I’d like to start by saying thank you to everyone who turned out to my exhibition this weekend at Book & Job Gallery on Geary st in San Francisco. It really didn’t feel like an exhibition as much as a family reunion. There were people there whom I hadn’t seen in years, some from college, some from family and some of those special people who slip through the cracks when life gets crazy.
The most popular thing that evening(besides the bar) was the limited edition books that went alongside the exhibition - “Holiday/Everyday” and “Photographs from the streets of Greece.” There’s still some left, so feel free to email me if you’re interested in picking up a copy for yourself.
Below you will find the artist’s statement that was posted at the exhibition as well as a time lapse from the setup to the show all the way to the end of the night. Thanks again for everyone who came out and as for the rest of you, I hope to see you all soon.
Greece is at an economic breaking point.
The euro is collapsing due to greedy banks, international debt, a government that ignores tax evaders, a poor job market that has “more stores than people” and a local economy structure that worships tourism. The average income for an individual in Athens is around €600 a month, and the apprehension towards foreigners is palpable. Tourists come to see the ruins in Greece, the Acropolis, Hadrian’s Library, the ruins in Delphi. They come with €1000 or more to spend on museum tickets, trinkets and memorabilia, not even counting what they will spend on flights, hotels and transportation.
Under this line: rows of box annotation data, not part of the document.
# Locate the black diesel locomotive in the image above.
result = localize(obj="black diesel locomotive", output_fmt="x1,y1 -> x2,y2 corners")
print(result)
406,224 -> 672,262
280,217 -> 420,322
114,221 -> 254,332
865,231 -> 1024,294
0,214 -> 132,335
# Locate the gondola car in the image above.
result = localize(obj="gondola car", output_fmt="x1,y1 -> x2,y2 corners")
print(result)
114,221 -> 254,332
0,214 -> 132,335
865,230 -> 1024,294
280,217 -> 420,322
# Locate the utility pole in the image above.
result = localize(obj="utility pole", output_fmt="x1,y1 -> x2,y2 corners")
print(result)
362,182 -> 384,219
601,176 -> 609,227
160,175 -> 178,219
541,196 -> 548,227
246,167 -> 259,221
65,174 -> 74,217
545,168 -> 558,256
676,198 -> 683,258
The disparity weighs heavy in the air with homeless people, scam artists and honest shopkeepers trying desperately to get out-of-towners to part with their precious euros that they have such an abundance of, while the locals struggle with what little they have. There is a constant underlying feeling of stress, from locals scoffing when tourists ask for directions, con-men who would slip a bracelet on to some unsuspecting person’s wrist and demand money, to restauranteurs who would flat out beg you to eat at their establishment. But the Greek people are certainly resilient. There were parties nearly every day/night in main squares, packed with music, drinking and dancing. Gypsy women would walk on glass, juggle fire and prance around while street performers wearing Wu-Tang Clan t-shirts would challenge bystanders to rap battles.
San Francisco is known for its marches and protests, being ground zero for the Free Love Movement in the 1960s, Human Rights Movements and its support for gay rights. Today these marches happen on a weekly basis or so, with a sort of half-hearted support from many of it’s participators, typically young twenty-somethings with cushy tech jobs who desperately want to be part of something but don’t really stand for anything. In Athens there are pro-communism demonstrations and marches daily.
In my time in Greece, I explored the streets of Athens, the ruins in Delphi and even made my way to Crete, a small fishing island southeast of the continent. My observations were many, ranging from the desperate economic situation among the locals to the ravenous tourists taking selfies with ancient ruins and rushing to buy cheap trinkets to commemorate their adventures abroad. The most common observation I had however, especially in Athens, was that of a community struggling to stay together.
Images were captured on old or expired film to show stark the contrast from it’s clean digital counterpart in an effort to show two sides of a coin. There’s something that seems so right about using a traditional process while visiting a place with so much ancient history. Mandatory, even.